Comment: Before Smith there was Murray Leinster (Score 1) 1244
Murray Leinster (pen name of Will Jenkins) is probably the most overlooked hard science fiction writer of the 20th century. His stories featured both deeply human characters and hard technical edges. His stories seem pretty sexist by today's standards: women exist largely as motivations for the male heroes. But in his case I think that was more a product of the market than of his personal attitudes—he sold his first story in 1919, at the height of the pulps, the year before Doc Smith finished Skylark of Space. Unlike many early pulp writers, Leinster survived the advent of John W. Campbell, and thrived into the late Sixties. He did it by being incredibly imaginative, yet painstakingly realistic and technically accurate.
In Proxima Centauri, Leinster described an attack on a human ship by aliens. They used intense 30cm microwave beams to try kill the human crew; when that attack was unexpectedly blocked by the human ship's metal hull (the aliens used cellulose), they switched to heating the metal hull by hysteresis effects from focused radio waves. He vividly (and fairly accurately, as far as I can judge today) described the effects of a molten hull rupturing in vacuum from the pressure of heated air inside. The ship itself was powered by disintegration of matter into pure energy, and had traveled from Earth to Proxima Centauri by seven years of constant acceleration and deceleration at 1 gravity. Proxima Centauri was published in 1935, four years before Lise Meitner made the first correct analysis of nuclear fission—and four years before Robert Heinlein sold his first story.
I think it was in 1952's Space Ferry, a decade before the Mercury program, that one of Leinster's characters correctly forecast the image that the government would want for its astronauts: Big, heroic men. The character himself was a midget, who pointed out how midgets would make much more practical astronauts, because they required less space, consumed less food, water, and oxygen, and—most importantly—massed less and thus required less thrust to lift. NASA still hasn't taken the hint.
Operation: Outer Space was a semi-comic, semi-satirical novel in which the exploration of deep space is led by a television executive, because it's easier to pay the expense of space exploration if it sells a lot of advertising time. That one came out in 1954.
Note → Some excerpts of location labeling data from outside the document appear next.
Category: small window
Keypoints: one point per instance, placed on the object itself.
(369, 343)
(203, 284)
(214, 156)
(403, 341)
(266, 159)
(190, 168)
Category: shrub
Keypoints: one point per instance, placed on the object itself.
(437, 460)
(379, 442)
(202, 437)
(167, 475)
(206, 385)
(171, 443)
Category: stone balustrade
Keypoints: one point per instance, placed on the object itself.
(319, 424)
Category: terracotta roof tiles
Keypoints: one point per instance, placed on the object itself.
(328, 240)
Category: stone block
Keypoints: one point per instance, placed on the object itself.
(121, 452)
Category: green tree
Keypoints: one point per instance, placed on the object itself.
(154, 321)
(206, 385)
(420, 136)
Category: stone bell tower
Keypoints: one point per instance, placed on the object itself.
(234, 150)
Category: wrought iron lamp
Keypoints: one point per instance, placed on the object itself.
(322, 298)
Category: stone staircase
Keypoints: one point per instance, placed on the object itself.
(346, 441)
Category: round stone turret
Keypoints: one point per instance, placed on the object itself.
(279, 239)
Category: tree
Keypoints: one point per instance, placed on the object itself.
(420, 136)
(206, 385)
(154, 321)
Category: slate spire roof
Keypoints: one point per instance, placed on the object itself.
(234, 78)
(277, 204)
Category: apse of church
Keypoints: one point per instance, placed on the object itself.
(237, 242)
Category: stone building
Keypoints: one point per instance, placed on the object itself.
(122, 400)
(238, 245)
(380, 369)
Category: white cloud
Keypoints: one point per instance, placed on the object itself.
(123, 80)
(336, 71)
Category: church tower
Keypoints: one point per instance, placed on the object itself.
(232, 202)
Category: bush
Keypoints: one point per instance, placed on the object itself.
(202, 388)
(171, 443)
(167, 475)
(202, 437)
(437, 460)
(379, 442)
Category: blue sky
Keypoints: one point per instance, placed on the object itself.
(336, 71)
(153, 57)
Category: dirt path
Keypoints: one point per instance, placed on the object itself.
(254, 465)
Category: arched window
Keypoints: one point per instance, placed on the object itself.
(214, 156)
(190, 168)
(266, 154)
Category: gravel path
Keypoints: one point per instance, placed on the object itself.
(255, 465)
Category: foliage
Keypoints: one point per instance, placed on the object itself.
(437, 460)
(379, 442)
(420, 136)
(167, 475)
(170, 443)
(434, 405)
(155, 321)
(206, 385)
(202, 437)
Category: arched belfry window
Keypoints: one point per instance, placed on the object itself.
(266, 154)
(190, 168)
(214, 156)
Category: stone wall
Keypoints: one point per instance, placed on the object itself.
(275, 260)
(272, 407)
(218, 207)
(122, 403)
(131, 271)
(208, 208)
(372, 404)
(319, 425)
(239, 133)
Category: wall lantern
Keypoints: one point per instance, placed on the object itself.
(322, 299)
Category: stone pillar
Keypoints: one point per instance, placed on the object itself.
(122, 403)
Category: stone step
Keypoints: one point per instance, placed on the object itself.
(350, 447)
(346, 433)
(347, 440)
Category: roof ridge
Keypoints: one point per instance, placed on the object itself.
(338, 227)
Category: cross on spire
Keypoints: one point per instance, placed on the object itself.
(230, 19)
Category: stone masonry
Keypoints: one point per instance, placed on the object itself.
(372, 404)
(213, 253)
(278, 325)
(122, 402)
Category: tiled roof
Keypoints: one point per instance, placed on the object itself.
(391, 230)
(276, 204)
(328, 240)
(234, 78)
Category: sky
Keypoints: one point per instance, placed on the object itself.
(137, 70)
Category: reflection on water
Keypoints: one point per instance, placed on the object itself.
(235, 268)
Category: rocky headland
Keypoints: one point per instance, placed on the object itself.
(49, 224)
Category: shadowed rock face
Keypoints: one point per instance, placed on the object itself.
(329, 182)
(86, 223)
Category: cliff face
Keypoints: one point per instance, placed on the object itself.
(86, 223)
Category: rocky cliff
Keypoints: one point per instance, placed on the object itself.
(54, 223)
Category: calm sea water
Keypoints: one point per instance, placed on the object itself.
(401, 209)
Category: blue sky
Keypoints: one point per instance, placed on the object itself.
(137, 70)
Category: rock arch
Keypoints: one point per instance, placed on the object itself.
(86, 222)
Leinster practically invented some of the sub-genres of SF. He wrote about alternate-history parallel time-lines in 1934, over a decade before H. Beam Piper. He wrote a benchmark first-contact story—named First Contact—in 1945: If you meet an alien in deep space, where neither of you knows the other's home planet, how can both of you get safely home without revealing where you came from? In A Logic Named Joe from 1946, one of the very few early computer stories that doesn't describe a massive computer running the entire world, he described something very like the modern internet for consumers—especially Wikipedia. He wrote a lengthy series of medical SF stories, a subgenre that he and Michael Crichton still have practically to themselves.
In short, Murray Leinster wrote a hell of a lot of entertaining and imaginative fiction, much of it years or even decades ahead of its time. He's worth digging up.
(By the way: If you want others, check out George Willick's Spacelight website, a listing of all the best dead SF authors.)